Cassandra - What is difference between TTL at table and inserting data with TTL

I have a Cassandra 2.1 cluster where we insert data though Java with TTL as the requirement of persisting the data is 30 days. But this causes problem as the files with old data with tombstones is kept on the disk. This results in disk space being occupied by data which is not required. Repairs take a lot of time to clear this data (upto 3 days on a single node) Is there a better way to delete the data?

I have come across this on datastax

Cassandra allows you to set a default_time_to_live property for an entire table.
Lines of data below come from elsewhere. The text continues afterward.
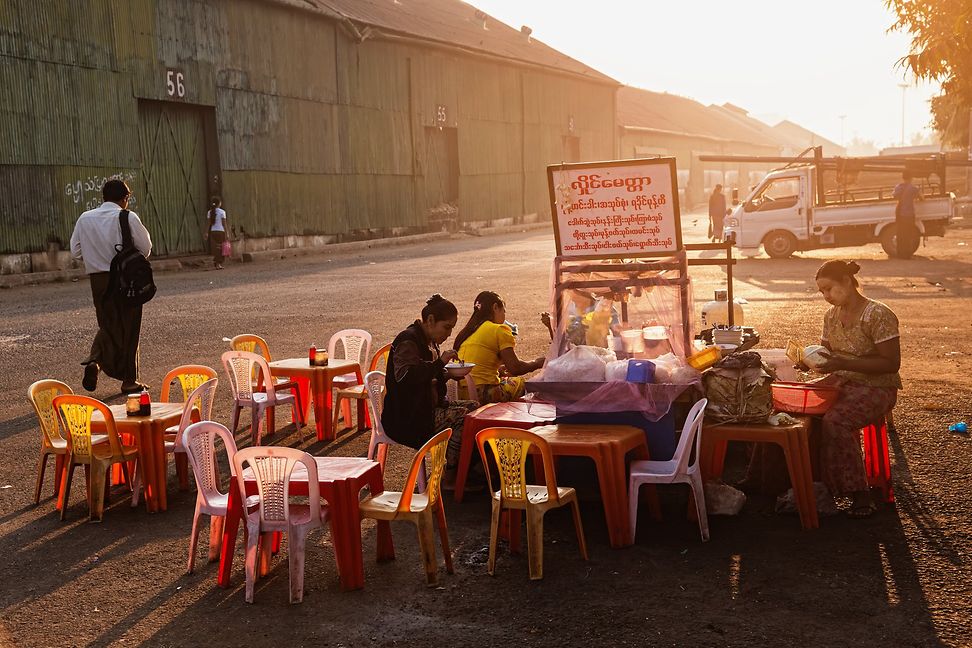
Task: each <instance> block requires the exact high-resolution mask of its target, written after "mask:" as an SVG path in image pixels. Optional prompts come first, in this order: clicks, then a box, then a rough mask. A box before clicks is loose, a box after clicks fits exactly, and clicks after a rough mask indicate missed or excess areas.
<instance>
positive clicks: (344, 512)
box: [216, 360, 395, 591]
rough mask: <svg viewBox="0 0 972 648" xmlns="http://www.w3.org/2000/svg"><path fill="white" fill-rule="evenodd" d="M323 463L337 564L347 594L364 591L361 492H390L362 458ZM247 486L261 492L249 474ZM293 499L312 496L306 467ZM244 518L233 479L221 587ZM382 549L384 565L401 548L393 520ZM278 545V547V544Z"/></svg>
mask: <svg viewBox="0 0 972 648" xmlns="http://www.w3.org/2000/svg"><path fill="white" fill-rule="evenodd" d="M305 362H306V360H305ZM314 461H315V462H317V473H318V479H319V481H320V486H321V497H323V498H324V499H325V500H327V503H328V508H329V511H330V515H329V525H330V530H331V540H332V542H333V543H334V557H335V560H336V562H337V568H338V577H339V578H340V579H341V589H343V590H344V591H349V590H355V589H361V588H362V587H364V562H363V561H362V558H361V518H360V513H359V509H358V497H359V494H360V492H361V489H362V488H364V487H365V486H367V487H368V489H369V490H370V492H371V493H372V494H377V493H381V492H382V491H384V490H385V487H384V484H383V483H382V478H381V466H379V465H378V462H376V461H371V460H370V459H362V458H359V457H314ZM243 483H244V485H245V487H246V492H247V495H256V494H257V484H256V481H255V480H253V479H252V477H251V475H250V474H249V469H247V471H246V472H244V473H243ZM290 493H291V495H295V496H300V495H307V471H306V470H304V469H303V468H302V467H301V466H300V464H298V466H297V467H295V468H294V472H293V475H292V476H291V478H290ZM242 517H243V509H242V504H241V502H240V487H239V482H238V481H237V476H236V475H234V476H233V477H232V479H231V480H230V490H229V506H228V510H227V515H226V521H225V522H224V524H223V545H222V548H221V551H220V556H219V571H218V572H217V573H216V582H217V584H218V585H219V586H220V587H229V586H230V576H231V575H232V573H233V554H234V553H236V536H237V534H238V533H239V526H240V522H241V521H242ZM377 528H378V543H377V544H378V550H377V559H378V560H379V561H384V560H393V559H394V558H395V545H394V544H393V542H392V535H391V527H390V526H389V523H388V522H387V521H385V522H382V521H379V522H378V523H377ZM275 544H276V543H275Z"/></svg>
Columns and rows marked with regular TTLs are processed as described above; but when a record exceeds the table-level TTL, Cassandra deletes it immediately, without tombstoning or compaction. https://docs.datastax.com/en/cassandra/3.0/cassandra/dml/dmlAboutDeletes.html?hl=tombstone

Will the data be deleted more efficiently if I set TTL at table level instead of setting each time while inserting. Also, documentation is for Cassandra 3, so will I have to upgrade to newer version to get any benefits?

Solution

Setting default_time_to_live applies the default ttl to all rows and columns in your table - and if no individual ttl is set (and cassandra has correct ntp time on all nodes), cassandra can easily drop those data safely.
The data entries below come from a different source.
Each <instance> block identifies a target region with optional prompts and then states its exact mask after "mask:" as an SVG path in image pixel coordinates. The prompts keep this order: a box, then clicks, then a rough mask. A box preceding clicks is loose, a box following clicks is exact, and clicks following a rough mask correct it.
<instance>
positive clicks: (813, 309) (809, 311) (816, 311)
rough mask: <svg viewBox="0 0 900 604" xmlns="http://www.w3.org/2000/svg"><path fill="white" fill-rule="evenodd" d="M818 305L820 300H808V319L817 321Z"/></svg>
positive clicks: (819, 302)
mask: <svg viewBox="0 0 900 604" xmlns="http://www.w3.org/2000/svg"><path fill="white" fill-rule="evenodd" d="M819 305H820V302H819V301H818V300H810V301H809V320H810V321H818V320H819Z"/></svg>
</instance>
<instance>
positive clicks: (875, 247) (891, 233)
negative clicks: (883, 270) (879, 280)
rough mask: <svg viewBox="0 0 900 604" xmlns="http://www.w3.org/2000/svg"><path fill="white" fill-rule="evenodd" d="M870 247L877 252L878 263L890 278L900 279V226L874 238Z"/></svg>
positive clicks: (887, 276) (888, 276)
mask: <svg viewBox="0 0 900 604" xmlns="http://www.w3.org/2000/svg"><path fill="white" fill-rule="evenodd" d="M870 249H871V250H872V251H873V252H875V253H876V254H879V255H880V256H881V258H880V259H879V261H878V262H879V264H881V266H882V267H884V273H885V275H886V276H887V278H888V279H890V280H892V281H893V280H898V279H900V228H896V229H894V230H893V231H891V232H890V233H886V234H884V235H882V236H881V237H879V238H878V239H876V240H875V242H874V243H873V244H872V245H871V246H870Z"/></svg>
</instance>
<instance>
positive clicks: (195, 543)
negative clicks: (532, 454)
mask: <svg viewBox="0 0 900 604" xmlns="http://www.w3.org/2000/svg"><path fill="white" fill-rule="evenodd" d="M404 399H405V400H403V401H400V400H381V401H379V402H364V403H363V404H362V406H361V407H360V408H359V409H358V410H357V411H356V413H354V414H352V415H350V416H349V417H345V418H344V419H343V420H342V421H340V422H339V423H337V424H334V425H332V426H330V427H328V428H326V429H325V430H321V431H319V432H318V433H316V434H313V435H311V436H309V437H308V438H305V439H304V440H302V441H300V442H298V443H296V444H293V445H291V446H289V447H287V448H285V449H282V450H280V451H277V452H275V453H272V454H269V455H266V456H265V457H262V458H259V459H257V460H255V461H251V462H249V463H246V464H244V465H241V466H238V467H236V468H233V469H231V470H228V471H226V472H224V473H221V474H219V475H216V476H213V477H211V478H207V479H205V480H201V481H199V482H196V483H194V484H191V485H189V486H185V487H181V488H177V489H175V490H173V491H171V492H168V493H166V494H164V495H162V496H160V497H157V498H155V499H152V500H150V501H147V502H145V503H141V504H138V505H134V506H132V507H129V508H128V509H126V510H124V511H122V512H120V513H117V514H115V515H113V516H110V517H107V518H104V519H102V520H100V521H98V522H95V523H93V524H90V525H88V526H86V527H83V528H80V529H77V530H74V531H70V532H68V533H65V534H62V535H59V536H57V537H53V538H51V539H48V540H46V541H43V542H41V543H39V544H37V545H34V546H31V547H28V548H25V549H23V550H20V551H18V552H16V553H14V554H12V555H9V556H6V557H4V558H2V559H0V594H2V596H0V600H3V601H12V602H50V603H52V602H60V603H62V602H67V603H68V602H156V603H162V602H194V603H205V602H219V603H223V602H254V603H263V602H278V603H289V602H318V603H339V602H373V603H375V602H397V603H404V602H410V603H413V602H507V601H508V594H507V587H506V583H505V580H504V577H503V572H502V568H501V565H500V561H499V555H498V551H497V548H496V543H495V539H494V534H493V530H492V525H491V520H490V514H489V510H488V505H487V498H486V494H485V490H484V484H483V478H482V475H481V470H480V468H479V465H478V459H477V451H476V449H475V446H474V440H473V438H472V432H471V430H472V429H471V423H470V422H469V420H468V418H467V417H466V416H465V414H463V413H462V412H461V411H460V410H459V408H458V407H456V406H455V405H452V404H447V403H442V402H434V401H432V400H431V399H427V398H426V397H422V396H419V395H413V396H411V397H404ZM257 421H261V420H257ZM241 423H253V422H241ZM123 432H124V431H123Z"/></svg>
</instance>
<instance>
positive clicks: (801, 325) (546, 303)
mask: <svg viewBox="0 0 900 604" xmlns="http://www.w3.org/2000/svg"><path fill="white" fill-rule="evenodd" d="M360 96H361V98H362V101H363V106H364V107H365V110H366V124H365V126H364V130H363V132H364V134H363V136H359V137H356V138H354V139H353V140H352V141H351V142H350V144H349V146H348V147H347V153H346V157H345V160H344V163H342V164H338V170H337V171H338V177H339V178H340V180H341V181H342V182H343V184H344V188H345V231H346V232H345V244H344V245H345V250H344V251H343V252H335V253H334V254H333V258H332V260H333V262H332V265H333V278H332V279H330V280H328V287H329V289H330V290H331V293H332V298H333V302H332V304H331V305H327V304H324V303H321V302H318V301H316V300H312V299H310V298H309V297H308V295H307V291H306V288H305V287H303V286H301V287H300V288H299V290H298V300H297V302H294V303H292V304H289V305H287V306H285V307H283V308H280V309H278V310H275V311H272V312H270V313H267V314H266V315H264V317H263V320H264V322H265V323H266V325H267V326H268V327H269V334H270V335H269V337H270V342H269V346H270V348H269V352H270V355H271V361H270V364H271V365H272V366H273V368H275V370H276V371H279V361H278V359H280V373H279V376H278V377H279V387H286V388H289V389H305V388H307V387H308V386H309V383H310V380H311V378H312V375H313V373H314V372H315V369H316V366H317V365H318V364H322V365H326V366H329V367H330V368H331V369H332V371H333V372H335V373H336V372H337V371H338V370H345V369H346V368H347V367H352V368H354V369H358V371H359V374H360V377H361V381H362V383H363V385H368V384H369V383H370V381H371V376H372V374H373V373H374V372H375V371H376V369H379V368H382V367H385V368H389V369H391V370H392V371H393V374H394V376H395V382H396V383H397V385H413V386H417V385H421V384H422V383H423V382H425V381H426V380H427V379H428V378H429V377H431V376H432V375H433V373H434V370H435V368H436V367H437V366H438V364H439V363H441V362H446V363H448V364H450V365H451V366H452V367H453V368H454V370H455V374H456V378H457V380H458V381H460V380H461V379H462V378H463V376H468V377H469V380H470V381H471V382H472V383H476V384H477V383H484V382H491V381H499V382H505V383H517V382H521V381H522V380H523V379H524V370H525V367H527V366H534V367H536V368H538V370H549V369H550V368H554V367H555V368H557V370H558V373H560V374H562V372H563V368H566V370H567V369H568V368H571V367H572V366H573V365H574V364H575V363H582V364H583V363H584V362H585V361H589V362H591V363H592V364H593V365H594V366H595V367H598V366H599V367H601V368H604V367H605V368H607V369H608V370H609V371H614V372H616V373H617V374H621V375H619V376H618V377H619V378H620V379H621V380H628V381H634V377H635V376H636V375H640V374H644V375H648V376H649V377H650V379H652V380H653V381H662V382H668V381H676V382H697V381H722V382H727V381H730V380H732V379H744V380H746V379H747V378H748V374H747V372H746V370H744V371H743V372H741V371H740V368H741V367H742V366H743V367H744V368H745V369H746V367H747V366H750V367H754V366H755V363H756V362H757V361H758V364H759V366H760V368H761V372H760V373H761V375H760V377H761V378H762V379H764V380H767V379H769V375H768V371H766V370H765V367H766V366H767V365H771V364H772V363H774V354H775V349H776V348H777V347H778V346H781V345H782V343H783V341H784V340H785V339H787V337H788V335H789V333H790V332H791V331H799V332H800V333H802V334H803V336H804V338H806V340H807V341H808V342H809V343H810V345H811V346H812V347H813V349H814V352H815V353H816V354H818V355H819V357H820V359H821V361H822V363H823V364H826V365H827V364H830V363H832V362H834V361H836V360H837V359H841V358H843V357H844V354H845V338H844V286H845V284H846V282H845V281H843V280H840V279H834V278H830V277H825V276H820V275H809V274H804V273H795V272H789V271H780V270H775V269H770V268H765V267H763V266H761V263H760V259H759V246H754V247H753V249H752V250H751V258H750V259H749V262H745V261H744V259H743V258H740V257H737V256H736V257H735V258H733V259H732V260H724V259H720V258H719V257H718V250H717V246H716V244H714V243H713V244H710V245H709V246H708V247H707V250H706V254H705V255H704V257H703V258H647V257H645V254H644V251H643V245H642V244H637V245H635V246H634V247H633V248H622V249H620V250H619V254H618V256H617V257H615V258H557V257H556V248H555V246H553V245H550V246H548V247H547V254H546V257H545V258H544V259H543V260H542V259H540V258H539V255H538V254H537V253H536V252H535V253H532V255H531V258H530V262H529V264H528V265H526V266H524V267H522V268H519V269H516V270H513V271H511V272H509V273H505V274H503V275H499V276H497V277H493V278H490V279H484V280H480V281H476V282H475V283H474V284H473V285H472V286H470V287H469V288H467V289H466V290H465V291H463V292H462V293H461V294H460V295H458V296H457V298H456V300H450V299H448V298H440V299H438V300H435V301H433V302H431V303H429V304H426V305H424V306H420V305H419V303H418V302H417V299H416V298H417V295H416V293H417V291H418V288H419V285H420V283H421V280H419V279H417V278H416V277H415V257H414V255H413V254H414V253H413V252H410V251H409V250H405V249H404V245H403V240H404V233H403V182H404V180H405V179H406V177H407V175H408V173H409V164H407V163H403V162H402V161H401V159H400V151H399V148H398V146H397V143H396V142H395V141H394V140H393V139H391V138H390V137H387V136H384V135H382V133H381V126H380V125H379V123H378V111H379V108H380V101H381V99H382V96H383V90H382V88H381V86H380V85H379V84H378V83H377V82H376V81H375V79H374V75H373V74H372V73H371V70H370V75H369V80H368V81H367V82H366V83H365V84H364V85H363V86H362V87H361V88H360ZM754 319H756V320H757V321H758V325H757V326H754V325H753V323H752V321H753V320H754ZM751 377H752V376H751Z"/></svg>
But keep some things in mind: your application is still able so set a specific ttl for a single row in your table - then normal processing will apply. On top, even if the data is ttled it won't get deleted immediately - sstables are still immutable, but tombstones will be dropped during compaction.
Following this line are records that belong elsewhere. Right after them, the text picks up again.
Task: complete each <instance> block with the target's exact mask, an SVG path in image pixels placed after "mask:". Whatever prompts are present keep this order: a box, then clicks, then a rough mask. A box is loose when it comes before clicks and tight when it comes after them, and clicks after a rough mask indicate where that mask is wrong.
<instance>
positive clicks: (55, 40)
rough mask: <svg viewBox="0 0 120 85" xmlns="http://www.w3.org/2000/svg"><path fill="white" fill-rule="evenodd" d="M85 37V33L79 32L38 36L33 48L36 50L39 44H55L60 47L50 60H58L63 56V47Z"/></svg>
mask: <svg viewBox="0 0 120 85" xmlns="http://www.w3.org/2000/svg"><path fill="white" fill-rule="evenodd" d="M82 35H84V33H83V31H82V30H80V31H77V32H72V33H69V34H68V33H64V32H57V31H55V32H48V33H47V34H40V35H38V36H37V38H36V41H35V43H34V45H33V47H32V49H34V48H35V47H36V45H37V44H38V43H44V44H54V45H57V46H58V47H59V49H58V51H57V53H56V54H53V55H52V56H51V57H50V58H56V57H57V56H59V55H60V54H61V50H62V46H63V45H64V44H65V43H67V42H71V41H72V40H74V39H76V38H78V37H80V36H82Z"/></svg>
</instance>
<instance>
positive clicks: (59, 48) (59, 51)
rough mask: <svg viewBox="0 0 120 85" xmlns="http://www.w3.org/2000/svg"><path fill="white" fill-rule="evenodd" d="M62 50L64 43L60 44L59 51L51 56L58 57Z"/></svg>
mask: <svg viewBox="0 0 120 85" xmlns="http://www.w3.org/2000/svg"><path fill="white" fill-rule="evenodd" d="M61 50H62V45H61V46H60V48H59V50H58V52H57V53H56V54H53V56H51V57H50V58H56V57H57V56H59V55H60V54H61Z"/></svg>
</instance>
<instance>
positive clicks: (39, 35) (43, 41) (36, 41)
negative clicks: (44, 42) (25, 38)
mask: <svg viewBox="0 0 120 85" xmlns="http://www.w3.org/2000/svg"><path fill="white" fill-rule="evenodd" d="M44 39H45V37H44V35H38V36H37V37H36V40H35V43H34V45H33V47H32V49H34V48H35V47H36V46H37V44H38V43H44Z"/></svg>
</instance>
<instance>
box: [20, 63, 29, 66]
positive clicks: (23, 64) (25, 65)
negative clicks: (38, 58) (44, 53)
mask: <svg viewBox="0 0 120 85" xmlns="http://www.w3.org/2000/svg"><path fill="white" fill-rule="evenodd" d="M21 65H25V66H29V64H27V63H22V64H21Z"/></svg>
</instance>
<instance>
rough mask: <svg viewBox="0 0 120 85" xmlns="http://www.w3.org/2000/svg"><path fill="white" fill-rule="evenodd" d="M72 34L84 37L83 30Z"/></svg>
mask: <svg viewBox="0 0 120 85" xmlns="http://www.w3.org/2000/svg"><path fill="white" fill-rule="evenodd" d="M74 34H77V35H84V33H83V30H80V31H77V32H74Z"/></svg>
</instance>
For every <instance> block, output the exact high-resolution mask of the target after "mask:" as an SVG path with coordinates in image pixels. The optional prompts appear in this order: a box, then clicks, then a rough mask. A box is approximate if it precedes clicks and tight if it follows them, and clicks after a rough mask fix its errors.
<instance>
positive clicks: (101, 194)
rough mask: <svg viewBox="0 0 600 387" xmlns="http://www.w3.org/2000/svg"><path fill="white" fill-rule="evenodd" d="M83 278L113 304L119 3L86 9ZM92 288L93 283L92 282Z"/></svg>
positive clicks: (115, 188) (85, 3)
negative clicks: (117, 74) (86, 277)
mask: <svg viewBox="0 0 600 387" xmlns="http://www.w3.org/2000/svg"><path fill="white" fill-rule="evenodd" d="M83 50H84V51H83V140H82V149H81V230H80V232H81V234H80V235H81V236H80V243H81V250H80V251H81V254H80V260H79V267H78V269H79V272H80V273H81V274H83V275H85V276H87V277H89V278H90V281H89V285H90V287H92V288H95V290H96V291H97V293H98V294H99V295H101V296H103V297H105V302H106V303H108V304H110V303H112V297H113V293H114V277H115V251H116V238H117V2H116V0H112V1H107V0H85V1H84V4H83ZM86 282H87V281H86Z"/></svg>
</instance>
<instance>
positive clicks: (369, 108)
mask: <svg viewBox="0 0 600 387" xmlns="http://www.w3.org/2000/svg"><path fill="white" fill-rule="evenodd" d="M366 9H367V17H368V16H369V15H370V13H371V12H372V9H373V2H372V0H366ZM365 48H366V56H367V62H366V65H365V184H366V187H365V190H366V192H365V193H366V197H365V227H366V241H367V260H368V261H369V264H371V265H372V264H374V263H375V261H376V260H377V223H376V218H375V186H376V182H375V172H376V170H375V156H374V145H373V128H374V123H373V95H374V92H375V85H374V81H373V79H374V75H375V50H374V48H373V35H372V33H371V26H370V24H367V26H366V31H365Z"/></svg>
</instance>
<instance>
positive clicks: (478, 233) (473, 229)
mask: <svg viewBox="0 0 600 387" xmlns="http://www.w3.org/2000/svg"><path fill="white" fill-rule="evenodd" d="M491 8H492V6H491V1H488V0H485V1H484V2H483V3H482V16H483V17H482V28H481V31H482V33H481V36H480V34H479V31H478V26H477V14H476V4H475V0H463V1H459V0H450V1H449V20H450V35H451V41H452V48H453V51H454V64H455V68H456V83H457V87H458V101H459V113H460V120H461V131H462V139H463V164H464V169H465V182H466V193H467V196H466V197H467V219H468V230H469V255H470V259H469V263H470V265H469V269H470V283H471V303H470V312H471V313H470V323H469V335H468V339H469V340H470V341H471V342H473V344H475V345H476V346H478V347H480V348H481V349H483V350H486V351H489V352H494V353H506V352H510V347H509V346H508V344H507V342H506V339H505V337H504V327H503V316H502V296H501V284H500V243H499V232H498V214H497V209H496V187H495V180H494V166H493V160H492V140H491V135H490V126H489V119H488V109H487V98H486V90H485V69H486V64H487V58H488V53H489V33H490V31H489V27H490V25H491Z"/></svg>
What could help you really a lot - just guessing - would be an appropriate compaction strategy:

http://docs.datastax.com/en/archived/cassandra/3.x/cassandra/dml/dmlHowDataMaintain.html#dmlHowDataMaintain__twcs-compaction

TimeWindowCompactionStrategy (TWCS) Recommended for time series and expiring TTL workloads.

The TimeWindowCompactionStrategy (TWCS) is similar to DTCS with simpler settings. TWCS groups SSTables using a series of time windows. During compaction, TWCS applies STCS to uncompacted SSTables in the most recent time window. At the end of a time window, TWCS compacts all SSTables that fall into that time window into a single SSTable based on the SSTable maximum timestamp. Once the major compaction for a time window is completed, no further compaction of the data will ever occur. The process starts over with the SSTables written in the next time window.

This help a lot - when choosing your time windows correctly. All data in the last compacted sstable will have roughly equal ttl values (hint: don't do out-of-order inserts or manual ttls!). Cassandra keeps the youngest ttl value in the sstable metadata and when that time has passed cassandra simply deletes the entire table as all data is now obsolete. No need for compaction.

How do you run your repair? Incremental? Full? Reaper? How big in terms of nodes and data is your cluster?